I remember moments of ceaseless activity, at other times waning. Morning Bible reading and prayer, church services and Bible studies, leading and attending this and that group. Was the fire true? Now it seems like struck matches that never stayed alight; flint without enough energy for the weak kindling. My activities and readings and prayers and goodness were short-lived sparks that never made fire. Forced attempts at being good and spiritual—and “right.” Now I let the ashes scatter; I follow wherever the wind takes them.
I am not strong enough to battle the past. The seeds were planted so deeply throughout so many years and I struggle to uproot them. There is the fear of being misguided or deceived or wrong; the fear that we are not doing enough, that we are not enough; the fear that we are walking away from the uncomfortable truth for some comfortable lie; the fear of eternal hell. What do we keep, and what do we leave behind? We are walking away but can’t stop looking back. It can be paralyzing. Will we turn into that pillar of salt for looking back at what we thought was the truth? Or for looking forward at what might not be the truth?
I remember all the talk of deception. We can’t trust our hearts because our hearts (sometimes or often) deceive us. So to follow our hearts is to open ourselves up to the possibility of deception.
But the talk was so full of contradictions, either ignored or fancifully explained away.
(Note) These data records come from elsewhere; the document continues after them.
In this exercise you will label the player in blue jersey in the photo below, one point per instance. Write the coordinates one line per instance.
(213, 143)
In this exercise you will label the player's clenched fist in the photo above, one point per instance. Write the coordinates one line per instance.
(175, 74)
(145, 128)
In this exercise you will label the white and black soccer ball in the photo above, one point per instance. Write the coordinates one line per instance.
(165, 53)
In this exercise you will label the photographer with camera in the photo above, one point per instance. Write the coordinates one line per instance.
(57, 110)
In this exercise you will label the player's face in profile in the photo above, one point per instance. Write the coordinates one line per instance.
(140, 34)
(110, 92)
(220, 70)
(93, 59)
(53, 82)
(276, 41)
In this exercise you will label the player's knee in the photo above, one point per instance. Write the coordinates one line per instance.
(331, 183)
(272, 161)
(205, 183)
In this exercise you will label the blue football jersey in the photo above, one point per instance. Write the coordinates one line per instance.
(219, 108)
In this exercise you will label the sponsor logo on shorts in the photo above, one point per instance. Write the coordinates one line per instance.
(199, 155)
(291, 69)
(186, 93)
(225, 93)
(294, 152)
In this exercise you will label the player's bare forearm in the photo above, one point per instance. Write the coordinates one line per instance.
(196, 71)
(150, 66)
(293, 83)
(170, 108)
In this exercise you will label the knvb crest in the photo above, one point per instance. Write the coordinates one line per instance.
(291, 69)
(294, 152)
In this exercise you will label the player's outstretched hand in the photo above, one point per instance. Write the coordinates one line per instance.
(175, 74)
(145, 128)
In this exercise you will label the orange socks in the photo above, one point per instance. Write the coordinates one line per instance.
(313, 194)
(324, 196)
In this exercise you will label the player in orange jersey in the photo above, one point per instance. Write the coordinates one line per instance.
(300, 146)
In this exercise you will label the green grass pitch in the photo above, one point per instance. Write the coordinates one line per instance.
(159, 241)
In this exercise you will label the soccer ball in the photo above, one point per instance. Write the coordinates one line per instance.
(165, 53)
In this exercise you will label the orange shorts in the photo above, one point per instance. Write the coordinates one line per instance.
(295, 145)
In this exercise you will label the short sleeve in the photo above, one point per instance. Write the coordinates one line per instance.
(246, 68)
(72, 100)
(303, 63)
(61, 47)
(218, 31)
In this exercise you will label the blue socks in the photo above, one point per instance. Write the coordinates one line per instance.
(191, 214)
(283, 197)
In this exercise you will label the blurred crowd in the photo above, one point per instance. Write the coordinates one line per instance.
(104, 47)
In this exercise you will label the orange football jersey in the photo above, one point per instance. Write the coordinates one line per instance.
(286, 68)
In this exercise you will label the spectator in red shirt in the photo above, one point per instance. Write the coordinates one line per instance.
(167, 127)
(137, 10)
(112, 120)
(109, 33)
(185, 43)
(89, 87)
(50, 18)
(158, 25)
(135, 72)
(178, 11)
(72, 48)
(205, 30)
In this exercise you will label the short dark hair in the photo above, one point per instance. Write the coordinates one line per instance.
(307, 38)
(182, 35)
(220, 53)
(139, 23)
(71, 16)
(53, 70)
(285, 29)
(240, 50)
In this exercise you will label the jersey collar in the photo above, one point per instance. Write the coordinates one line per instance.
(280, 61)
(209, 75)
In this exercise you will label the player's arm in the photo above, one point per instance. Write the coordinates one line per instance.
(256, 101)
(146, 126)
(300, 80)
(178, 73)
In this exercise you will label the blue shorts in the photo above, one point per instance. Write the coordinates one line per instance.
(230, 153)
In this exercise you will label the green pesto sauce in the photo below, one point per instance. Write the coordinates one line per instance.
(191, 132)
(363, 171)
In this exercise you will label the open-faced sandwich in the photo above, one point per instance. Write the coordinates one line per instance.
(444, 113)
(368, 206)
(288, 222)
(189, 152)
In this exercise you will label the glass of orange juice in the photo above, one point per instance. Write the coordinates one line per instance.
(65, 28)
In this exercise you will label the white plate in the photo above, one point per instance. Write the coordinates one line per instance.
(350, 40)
God being a good, loving God who keeps hold of us, who won’t leave or forsake us, no matter what, is also a God who can leave us quite easily, it would seem.
So I ask: which God is it? One who releases us to hell (now or then) at our first denial (Judas), or who forgives and brings us back when we deny him (Peter)? I know, Judas took his own life, but it was a prophesied fate—he was trapped. Peter was not destined to fall. So why did one perish, and why was one saved?
I’ll keep asking: which God is it? The one who knows our hearts despite all appearances, or who only judges us by our fruits? The one who kills his own son to appease his own wrath or the one who is himself killed in the deepest, most intimate and sacrificial act of love?
We must all keep asking.
(This is not an attempt to answer, only to encourage the question.)